ONCE UPON A TIME, most serious photographers did their own printing. It wasn’t just the legacy of greats like Edward Weston and Ansel Adams. It was a commonly held belief that a big part of the discovery in photography occurred in the development of film – in the darkroom.

And then there was digital.

Thankfully, there are artists like Robert Stivers who haven’t given up the darkroom ghost. The results are unique; his pictures seem to “suggest spiritual visions,” as one reviewer noted.

For Stivers, the darkroom is a source of inspiration, creation, and improvisation. Happily for all of us, his work is not just extraordinary but is also recognized by places like the Met and the Getty. Artistic talent and acclaim don’t always live together, but it’s nice when they do.
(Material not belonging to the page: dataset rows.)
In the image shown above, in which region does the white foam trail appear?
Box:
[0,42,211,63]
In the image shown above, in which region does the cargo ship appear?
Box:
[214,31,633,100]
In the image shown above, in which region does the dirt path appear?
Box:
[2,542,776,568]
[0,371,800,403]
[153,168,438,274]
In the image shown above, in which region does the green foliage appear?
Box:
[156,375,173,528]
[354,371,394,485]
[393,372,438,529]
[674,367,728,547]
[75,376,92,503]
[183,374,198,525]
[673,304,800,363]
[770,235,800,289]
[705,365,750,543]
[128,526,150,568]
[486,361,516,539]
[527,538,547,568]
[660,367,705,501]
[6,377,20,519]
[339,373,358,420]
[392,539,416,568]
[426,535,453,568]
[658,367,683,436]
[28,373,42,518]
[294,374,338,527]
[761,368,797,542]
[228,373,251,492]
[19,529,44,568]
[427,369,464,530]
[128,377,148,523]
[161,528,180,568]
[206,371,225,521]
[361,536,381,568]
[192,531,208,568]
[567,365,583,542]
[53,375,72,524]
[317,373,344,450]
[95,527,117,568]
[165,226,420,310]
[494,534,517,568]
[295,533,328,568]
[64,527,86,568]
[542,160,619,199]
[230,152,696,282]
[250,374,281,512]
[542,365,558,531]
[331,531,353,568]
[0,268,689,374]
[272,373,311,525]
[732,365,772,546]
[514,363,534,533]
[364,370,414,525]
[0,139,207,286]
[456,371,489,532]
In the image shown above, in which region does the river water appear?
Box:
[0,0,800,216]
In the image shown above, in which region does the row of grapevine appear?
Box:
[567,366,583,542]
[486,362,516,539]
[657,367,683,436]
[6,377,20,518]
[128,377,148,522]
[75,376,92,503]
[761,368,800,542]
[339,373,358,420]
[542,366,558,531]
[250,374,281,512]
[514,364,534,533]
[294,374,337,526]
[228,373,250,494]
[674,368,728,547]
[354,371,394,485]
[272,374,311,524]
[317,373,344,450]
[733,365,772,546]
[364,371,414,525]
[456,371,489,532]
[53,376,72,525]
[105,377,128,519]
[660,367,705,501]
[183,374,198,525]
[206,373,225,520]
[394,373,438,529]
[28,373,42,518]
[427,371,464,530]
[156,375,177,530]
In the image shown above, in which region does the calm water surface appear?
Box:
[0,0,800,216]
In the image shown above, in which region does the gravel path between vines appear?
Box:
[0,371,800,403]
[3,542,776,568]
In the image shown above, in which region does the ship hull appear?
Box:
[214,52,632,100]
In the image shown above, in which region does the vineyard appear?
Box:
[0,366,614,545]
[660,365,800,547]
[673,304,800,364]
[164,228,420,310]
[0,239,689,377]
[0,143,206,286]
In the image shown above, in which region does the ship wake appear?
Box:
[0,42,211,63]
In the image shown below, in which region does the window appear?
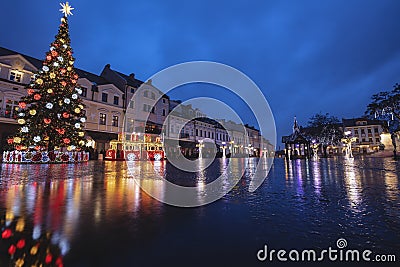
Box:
[4,99,18,118]
[99,113,107,125]
[9,70,22,83]
[81,87,87,97]
[114,95,119,105]
[112,115,118,127]
[101,93,108,102]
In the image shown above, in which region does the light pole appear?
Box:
[341,131,356,158]
[375,108,399,159]
[222,142,226,158]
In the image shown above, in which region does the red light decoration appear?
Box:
[17,239,25,249]
[1,229,12,239]
[8,245,17,255]
[44,253,53,264]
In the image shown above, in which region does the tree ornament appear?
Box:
[18,102,26,109]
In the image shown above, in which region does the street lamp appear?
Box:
[222,142,226,158]
[375,108,399,159]
[341,131,356,158]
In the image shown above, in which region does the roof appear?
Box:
[0,47,110,84]
[113,70,143,88]
[342,118,383,127]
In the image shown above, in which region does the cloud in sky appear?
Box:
[0,0,400,144]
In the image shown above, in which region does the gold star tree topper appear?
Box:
[60,2,74,17]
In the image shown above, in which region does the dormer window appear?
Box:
[9,70,22,83]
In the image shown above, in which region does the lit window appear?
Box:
[99,113,107,125]
[114,96,119,105]
[101,93,108,102]
[81,87,87,97]
[112,116,118,127]
[9,70,22,83]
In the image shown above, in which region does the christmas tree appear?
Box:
[8,2,86,156]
How much of your art is done in the darkroom?

At least is 50%. It might actually be 90%. When I walk into the darkroom, I probably have a fairly commonplace negative. The challenge is to transform it into something that gets somebody’s attention. I want to make something compelling, but I may not know exactly what that is. And it often changes during the printing process. I’m very improvisational, spontaneous. I don’t do test strips when I’m printing; I just grab a sheet of paper and expose it.

Last night, I had a very underexposed portrait that I wanted actually to print dark, so I thought, Ah, this didn’t work. Then I thought, I’m just gonna go with it anyway. So I let it go as far as it was gonna go in the developer. Sometimes I put it back in the developer and it just goes completely black, but sometimes I pull it out just in time, stop it again, and then there’s something.
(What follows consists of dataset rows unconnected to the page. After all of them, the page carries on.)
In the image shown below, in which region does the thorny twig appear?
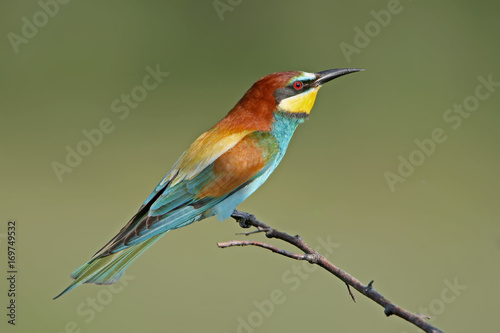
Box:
[217,210,443,333]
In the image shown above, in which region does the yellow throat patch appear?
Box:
[278,87,320,114]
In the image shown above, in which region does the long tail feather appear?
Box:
[53,233,165,299]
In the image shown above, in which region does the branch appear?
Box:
[217,210,443,333]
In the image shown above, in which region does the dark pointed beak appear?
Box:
[314,68,364,86]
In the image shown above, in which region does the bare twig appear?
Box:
[217,210,443,333]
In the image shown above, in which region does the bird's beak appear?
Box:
[314,68,364,87]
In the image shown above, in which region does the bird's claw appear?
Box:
[231,210,253,229]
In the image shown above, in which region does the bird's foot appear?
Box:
[231,209,254,228]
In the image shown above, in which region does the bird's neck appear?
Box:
[271,112,305,154]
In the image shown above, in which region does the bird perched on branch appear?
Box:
[54,68,361,299]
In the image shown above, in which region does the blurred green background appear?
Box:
[0,0,500,333]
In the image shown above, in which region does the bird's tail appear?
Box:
[53,233,165,299]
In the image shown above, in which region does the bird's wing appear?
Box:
[93,132,279,258]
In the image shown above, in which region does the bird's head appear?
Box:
[271,68,362,118]
[224,68,363,130]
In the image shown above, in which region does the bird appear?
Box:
[54,68,363,299]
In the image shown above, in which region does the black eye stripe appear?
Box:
[274,79,314,104]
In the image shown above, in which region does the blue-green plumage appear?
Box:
[55,70,362,298]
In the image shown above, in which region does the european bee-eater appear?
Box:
[54,68,361,299]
I have an idea of what’s gonna happen because I do it all the time, but most of the time, it doesn’t really work. Like the next day I look at it and think, Well, that didn’t work.

Is there a decisive moment in capturing an image?

I think there are many decisive moments.

When I started, I shot everything sharp. By the late 1980s, I thought, What happens if I still shoot with a square format? What happens if I make it rectangular? And then I thought, What happens if I throw it out of focus? And when I did that, I thought, Well, this is really fantastic. So for 15 years I threw everything out of focus.

I was intentionally throwing something out of whack. Like, if you have a stereo system and think, What does Beethoven’s Symphony No. 5 sound like backwards? It was an intentional switching of something that we are taught to appreciate.

Is there any time when you feel you’ve nailed it after you finish an image?

Not really anymore. That would be so nice to have a sense of completion like that. But I think I often feel like, Well, that was successful. This really works.

I can make an image work in many ways. It’s like the sacred and the profane are not just two possibilities, but a lot of different possibilities.

So light goes on in the darkroom, and that’s when you really know what you have?

No, I cheat.

I cheat all the time. To be honest with you, I expose it and put it in the developer. I don’t use a stop bath because I want to be able to still play with it. I just run some fresh water on it so it’ll hold for a little bit. Then I turn the light on and say, What do I have? I have a few seconds to make a decision. Do I wanna put it in the toner? Or do I wanna put it back in the developer and have it go crazy? Or do I wanna put it in my bleach bath, which will make it disappear? That I find really intriguing. To watch a beautiful image disappear is pretty amazing.